Regarding the quotes that Sal and I have at the end of the Crimson story, we have been told by the City's Chief Planner that Charlesview relocation is going to move ahead soon, and I think this is an opportunity that we should welcome. The empty KMart isn't good for anyone, new housing will be good for Charlesview, and the whole project should have a variety of benefits for Harvard and everyone else.
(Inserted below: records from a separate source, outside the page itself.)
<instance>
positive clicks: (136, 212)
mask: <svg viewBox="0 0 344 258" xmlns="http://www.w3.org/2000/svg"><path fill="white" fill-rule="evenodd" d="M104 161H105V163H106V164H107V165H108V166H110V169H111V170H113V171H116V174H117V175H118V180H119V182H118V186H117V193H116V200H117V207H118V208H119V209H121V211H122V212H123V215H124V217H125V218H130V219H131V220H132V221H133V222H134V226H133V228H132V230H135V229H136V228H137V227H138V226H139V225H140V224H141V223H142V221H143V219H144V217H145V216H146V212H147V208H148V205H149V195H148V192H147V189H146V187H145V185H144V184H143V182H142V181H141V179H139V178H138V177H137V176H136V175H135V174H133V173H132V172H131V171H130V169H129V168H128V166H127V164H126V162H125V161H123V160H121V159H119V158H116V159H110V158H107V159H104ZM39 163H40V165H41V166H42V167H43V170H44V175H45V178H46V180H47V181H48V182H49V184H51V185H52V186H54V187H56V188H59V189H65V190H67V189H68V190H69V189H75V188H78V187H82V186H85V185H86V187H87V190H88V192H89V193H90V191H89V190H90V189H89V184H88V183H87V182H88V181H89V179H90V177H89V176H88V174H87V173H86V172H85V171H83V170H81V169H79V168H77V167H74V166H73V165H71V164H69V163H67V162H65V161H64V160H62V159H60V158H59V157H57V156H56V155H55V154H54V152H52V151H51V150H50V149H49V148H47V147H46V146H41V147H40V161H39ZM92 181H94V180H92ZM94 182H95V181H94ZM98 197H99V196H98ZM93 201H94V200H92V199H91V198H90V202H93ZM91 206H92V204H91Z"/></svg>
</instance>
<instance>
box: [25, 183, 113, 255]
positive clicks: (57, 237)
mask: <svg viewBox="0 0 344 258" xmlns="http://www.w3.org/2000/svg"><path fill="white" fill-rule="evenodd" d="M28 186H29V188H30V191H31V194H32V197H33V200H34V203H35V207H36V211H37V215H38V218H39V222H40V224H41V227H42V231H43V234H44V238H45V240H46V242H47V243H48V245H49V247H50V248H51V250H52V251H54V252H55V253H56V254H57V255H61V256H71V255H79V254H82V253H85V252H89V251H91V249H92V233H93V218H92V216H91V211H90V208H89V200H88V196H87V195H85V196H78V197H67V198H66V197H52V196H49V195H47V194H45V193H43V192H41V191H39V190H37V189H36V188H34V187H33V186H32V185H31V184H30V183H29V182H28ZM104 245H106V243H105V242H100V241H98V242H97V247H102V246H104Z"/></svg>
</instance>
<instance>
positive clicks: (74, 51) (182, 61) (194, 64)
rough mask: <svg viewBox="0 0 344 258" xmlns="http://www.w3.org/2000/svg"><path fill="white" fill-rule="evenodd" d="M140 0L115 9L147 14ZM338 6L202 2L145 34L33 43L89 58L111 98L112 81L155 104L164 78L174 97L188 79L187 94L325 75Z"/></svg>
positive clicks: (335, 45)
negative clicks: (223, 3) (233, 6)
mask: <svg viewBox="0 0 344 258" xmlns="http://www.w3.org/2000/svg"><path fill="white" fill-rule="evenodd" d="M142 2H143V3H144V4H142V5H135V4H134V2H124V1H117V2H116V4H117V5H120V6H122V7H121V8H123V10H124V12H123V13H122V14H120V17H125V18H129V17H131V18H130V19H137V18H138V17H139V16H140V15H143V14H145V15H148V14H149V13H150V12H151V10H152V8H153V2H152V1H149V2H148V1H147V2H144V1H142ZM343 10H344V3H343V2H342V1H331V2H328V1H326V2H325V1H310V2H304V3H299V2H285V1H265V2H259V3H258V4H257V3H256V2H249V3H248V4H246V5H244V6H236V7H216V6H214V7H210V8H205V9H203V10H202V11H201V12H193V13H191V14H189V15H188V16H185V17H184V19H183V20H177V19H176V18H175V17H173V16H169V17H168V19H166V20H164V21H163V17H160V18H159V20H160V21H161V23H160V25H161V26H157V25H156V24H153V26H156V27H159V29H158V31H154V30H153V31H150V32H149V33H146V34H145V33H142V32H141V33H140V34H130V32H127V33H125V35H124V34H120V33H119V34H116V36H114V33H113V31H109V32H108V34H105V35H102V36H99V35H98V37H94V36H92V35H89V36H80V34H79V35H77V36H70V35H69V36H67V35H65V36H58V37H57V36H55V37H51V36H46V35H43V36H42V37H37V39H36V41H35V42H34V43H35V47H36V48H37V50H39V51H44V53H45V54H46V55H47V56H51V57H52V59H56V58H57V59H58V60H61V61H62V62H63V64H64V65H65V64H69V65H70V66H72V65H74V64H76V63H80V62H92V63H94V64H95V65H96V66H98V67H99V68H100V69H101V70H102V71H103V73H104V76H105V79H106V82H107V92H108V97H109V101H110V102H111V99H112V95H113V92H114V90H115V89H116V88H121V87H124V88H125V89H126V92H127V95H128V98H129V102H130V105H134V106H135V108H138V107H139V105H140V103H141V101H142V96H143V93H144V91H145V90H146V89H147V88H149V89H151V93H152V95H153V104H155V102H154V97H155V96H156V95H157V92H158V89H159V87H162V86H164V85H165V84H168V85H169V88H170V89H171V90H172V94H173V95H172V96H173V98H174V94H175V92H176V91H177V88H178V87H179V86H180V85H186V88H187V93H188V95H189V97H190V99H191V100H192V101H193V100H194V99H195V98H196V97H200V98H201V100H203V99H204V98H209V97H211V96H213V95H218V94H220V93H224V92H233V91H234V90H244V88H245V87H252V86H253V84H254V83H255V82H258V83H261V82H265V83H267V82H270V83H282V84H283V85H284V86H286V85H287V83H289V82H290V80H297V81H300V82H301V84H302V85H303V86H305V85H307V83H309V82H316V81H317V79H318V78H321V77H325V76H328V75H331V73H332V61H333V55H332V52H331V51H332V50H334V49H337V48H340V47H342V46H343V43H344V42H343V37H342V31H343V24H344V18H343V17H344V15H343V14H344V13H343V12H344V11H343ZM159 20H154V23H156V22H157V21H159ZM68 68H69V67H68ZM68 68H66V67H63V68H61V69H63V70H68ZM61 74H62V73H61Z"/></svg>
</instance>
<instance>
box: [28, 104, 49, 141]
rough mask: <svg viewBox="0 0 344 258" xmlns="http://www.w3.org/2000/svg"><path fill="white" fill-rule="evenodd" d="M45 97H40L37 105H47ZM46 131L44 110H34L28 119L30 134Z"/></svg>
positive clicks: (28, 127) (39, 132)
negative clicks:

Considering the immediacy of this, the largest non-institutional development that has ever, or will ever, happen in our neighborhood, I see no reason for us to spend time now pondering the future of the Riverview Triangle (the wedge of land between Soldiers Field Rd and Birmingham Parkway - home to Martignetti's, Staples, Acura of Boston, IHOP, etc.) Decades from now that may be a very different area, but right now it isn't going anywhere and doesn't impact decisions about design, economic integration, creation of new retail space, public parkland, demographics of new housing, or much of anything that is germane to how several hundred new neighbors can best be added into the Brighton Mills area.
Markets change, plans change, owners change, politics change, and history is filled with examples of developments that bear little or no resemblance to what was planned. For example, the North Allston Strategic Framework identified the site that is now the Science Complex hole as a location for graduate student housing. The Framework established height limits that are greatly exceeded by the Science Complex.
Across town, a master plan was created a few years ago for the Fort Point Channel area of South Boston to create "a vibrant 24-hour, mixed-use neighborhood". But then last year the City approved plans for a very different type of development - the expansion of historic warehouses to create more office space. The Globe reported that "both properties are zoned for a mix of commercial and residential uses, developers say the current real estate market will only support office space."
In spite of all this, I certainly believe there is value in long-term planning. At the same time, we are on the verge of a large, complex, and controversial development that won't be delayed indefinitely while we consider the distant future.